Emily Frankel gets John Cullum to reveal who he talks to in his mind.
Tuesday, August 1, 2017
That's what I often look like as I watch films on our bedroom television set.
I am not sure what the actors are saying.
For instance, if leading characters are arguing -- it sounds climatic and I do hear a few words -- I find myself supplying appropriate dialogue, based on what I have gathered thus far about the story that's unfolding.
Quite often, more often than I like to admit, it bothers me -- sometimes characters whisper, or it's just bad
pronunciation, or the actors get so deeply into what they're feeling, they don't pay attention to pronouncing words clearly -- they just let words run together.
I can't blame this on our TV set. News and commercials are clear. But it's seriously annoying. Quoting Shakespeare's Hamlet, I tell the television, "Speak the speech I pray you as I pronounced it to you, trippingly on the tongue; but if you mouth it as many of your players do, I had as lief the town-crier spoke my lines."

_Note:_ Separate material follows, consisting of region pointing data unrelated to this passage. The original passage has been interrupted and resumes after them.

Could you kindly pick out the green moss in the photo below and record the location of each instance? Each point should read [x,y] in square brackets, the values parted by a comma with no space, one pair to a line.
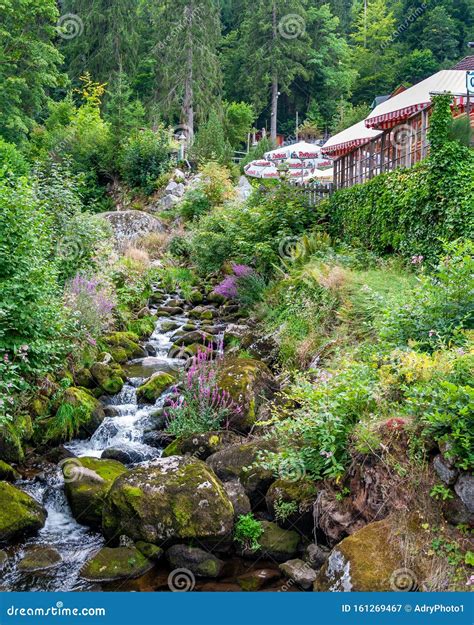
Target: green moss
[20,514]
[154,387]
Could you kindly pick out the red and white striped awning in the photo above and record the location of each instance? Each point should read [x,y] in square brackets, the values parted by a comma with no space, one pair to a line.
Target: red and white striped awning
[399,108]
[348,139]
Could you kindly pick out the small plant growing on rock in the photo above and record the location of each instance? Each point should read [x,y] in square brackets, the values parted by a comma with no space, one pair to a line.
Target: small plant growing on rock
[248,531]
[201,406]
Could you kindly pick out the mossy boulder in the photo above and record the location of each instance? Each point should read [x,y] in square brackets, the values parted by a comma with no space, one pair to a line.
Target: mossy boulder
[170,501]
[20,514]
[241,462]
[300,495]
[8,473]
[81,410]
[277,543]
[39,558]
[124,346]
[111,564]
[87,482]
[110,377]
[250,384]
[201,445]
[366,561]
[149,392]
[201,563]
[143,327]
[11,448]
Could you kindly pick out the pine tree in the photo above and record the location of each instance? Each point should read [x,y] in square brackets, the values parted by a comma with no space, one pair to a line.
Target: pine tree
[28,63]
[275,47]
[189,75]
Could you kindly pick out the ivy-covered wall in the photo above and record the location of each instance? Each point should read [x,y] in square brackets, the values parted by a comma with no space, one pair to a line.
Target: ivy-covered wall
[410,211]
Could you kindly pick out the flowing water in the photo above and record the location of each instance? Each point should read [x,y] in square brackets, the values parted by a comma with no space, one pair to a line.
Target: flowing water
[123,429]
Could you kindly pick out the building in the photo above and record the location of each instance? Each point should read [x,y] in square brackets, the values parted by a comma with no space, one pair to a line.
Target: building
[394,134]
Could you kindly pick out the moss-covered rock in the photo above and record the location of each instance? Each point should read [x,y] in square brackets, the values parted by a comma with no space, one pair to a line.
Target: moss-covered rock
[78,414]
[201,445]
[11,448]
[111,564]
[124,346]
[20,514]
[366,561]
[152,552]
[39,558]
[8,473]
[249,383]
[87,482]
[240,462]
[277,543]
[173,500]
[154,387]
[110,377]
[300,495]
[199,562]
[143,327]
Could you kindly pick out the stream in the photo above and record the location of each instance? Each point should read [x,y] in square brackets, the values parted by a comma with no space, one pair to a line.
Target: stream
[123,428]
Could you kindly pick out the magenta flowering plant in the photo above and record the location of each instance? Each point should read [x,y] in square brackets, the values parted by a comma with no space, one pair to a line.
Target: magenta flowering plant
[201,405]
[92,303]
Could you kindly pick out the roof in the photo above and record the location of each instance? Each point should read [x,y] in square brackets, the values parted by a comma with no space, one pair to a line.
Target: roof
[466,64]
[350,138]
[417,98]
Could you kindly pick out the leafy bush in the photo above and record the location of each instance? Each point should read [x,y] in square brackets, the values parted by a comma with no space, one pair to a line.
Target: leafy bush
[247,532]
[440,306]
[201,405]
[12,160]
[145,157]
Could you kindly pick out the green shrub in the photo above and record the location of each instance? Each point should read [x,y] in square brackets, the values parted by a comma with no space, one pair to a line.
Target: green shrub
[247,532]
[441,306]
[145,157]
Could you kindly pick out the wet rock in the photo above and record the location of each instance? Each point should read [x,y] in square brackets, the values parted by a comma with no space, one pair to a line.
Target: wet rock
[153,388]
[315,555]
[151,552]
[124,346]
[256,580]
[236,493]
[199,562]
[464,488]
[125,455]
[300,572]
[250,384]
[87,482]
[172,500]
[39,558]
[111,564]
[20,514]
[8,473]
[201,445]
[128,226]
[110,378]
[366,561]
[300,494]
[240,462]
[445,473]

The other day, in desperation, I fixed the settings on our television to display captions. The dialogue appeared in a white strip with each word easy to read. It's somewhat distracting from the story that's unfolding, but it helps.
Maybe it's just as well that I am missing dialogue -- the stuff I am not hearing is stuff I don't want to hear.
Hey, maybe, probably, the dialogue I am inventing improves the film!